Gaza: 300 crianças morreram em 300 dias de um cessar-fogo que não parou de matar

Foto: Internet/Vatican news

Faz quase dez meses que Israel e o Hamas assinaram a trégua que prometia parar a guerra em Gaza. Nesse período, pelo menos 300 crianças foram mortas na Faixa — uma a cada dia, em média —, segundo balanço divulgado nesta quinta-feira (6) pelo Fundo das Nações Unidas para a Infância (UNICEF). O número expõe o abismo entre o que o acordo prometeu em outubro de 2025 e o que de fato mudou no dia a dia de quem vive ali.

Na prática, pouco mudou. As famílias seguem espremidas em cerca de um terço do território, entre prédios em ruínas, escombros e lixo que ninguém recolhe. Falta água limpa, falta saneamento, e a desnutrição infantil só piora. Nos hospitais que ainda funcionam, mães famintas chegam carregando filhos gravemente subnutridos — e o número de partos prematuros vem crescendo, num sistema de saúde sem estrutura nem para os casos mais simples. Em alguns centros médicos, duas ou três crianças recém-nascidas dividem a mesma incubadora.

“Um cessar-fogo que deixa uma criança morta por dia, em média, é um fracasso”, resumiu Edouard Beigbeder, diretor regional do UNICEF para o Oriente Médio e o Norte da África, em comunicado. Ele lembrou que centenas de outras crianças ficaram feridas, muitas em estado grave, e que ainda esperam pelo fim da violência prometido no papel.

Os números da ONU reforçam o tamanho do problema. Segundo o Escritório de Coordenação de Assuntos Humanitários (OCHA), já são 1.209 mortos e 3.943 feridos desde que o cessar-fogo passou a valer, em 10 de outubro do ano passado. A agência aponta ataques aéreos recentes perto da chamada “Linha Amarela” — a fronteira improvisada com blocos de concreto que corta a Faixa — como responsáveis por boa parte dos danos a abrigos, hospitais e depósitos de suprimentos médicos.
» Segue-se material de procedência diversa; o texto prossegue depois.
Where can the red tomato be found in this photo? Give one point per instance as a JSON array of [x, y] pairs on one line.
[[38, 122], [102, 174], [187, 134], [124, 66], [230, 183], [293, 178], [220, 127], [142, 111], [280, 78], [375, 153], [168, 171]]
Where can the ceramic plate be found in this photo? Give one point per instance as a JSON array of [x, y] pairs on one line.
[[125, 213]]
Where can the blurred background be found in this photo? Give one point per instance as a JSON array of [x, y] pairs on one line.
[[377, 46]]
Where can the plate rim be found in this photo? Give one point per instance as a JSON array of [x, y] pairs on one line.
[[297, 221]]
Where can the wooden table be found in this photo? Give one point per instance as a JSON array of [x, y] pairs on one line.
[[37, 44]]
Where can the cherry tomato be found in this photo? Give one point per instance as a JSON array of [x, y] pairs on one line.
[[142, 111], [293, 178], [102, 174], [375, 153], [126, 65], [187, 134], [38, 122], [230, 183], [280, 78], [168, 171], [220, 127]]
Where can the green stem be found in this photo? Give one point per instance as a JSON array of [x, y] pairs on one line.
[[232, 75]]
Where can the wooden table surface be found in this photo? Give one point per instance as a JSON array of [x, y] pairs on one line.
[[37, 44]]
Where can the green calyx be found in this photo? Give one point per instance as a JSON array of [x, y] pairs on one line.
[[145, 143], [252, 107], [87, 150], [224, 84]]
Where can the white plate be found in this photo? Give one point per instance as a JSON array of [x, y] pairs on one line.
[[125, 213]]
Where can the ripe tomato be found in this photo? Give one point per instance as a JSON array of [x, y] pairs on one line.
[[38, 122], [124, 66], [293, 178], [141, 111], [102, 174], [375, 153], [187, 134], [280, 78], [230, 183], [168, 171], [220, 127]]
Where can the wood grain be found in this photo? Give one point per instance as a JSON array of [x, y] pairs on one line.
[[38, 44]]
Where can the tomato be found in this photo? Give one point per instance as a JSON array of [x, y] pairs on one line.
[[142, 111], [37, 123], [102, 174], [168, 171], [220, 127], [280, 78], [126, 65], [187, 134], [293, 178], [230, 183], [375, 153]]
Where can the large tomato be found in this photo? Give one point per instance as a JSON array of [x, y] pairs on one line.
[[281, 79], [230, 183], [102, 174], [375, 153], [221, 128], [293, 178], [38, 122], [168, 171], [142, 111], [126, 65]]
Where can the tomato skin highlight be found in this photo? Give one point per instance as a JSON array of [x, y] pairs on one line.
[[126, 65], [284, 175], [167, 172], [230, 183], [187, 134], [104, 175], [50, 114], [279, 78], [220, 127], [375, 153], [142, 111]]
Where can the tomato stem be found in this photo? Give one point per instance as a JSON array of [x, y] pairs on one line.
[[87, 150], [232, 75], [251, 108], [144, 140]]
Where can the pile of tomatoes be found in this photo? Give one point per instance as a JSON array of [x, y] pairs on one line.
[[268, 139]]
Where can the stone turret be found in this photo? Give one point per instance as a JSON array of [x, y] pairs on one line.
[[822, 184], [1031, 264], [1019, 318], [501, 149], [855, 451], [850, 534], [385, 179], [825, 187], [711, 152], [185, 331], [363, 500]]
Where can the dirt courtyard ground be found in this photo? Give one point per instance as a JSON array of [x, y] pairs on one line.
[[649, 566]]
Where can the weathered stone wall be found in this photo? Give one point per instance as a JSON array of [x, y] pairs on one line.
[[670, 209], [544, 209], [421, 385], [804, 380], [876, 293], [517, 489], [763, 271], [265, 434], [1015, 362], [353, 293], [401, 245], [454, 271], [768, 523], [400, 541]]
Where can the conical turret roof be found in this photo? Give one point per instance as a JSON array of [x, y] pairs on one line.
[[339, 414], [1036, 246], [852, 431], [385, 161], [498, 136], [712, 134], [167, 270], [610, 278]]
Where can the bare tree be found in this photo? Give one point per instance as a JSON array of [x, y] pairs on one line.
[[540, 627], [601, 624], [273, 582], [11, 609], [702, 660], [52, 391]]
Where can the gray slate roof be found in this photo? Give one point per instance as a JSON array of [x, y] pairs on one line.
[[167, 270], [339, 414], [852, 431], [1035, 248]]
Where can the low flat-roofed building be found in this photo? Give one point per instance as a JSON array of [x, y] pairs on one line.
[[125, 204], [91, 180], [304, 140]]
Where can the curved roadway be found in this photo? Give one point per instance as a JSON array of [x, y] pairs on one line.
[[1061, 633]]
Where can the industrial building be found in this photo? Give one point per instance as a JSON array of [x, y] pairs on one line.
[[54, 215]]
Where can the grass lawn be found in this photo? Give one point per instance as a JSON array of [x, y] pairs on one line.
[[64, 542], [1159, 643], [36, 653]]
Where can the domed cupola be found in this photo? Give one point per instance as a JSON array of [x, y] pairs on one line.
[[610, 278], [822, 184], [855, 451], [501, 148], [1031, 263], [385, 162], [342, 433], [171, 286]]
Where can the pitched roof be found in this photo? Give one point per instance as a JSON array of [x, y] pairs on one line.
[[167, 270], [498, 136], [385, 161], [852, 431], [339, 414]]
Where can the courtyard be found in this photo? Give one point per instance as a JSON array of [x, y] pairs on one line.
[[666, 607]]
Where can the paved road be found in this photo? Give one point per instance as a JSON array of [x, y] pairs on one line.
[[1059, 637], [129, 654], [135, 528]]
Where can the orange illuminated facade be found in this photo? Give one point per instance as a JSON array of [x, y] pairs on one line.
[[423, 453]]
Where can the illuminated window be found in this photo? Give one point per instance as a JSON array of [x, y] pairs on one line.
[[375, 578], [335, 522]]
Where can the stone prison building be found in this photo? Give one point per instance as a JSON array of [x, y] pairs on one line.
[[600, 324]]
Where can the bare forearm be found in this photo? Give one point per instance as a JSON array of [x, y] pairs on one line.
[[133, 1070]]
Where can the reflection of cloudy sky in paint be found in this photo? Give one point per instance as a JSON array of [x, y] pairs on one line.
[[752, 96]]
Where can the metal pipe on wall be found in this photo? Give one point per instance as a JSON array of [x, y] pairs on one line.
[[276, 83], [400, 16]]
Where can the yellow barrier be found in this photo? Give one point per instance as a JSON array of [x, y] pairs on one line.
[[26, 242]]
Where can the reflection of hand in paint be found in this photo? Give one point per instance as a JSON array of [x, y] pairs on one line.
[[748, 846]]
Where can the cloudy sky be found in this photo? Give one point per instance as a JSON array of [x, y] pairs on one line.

Apesar do cenário, a assistência não parou: o UNICEF entregou nesta semana mais de 600 paletes de material escolar e kits de higiene, e outras agências reformaram milhares de barracos improvisados na Cidade de Gaza. Mais de 250 mil crianças participam de atividades educativas de verão, numa tentativa de recuperar parte do que perderam com a guerra. Mas para o UNICEF, isso não basta: com um novo plano de paz em discussão, a cobrança agora é que promessas virem, enfim, resultado — e que as crianças voltem à escola em setembro sem medo de não voltar para casa.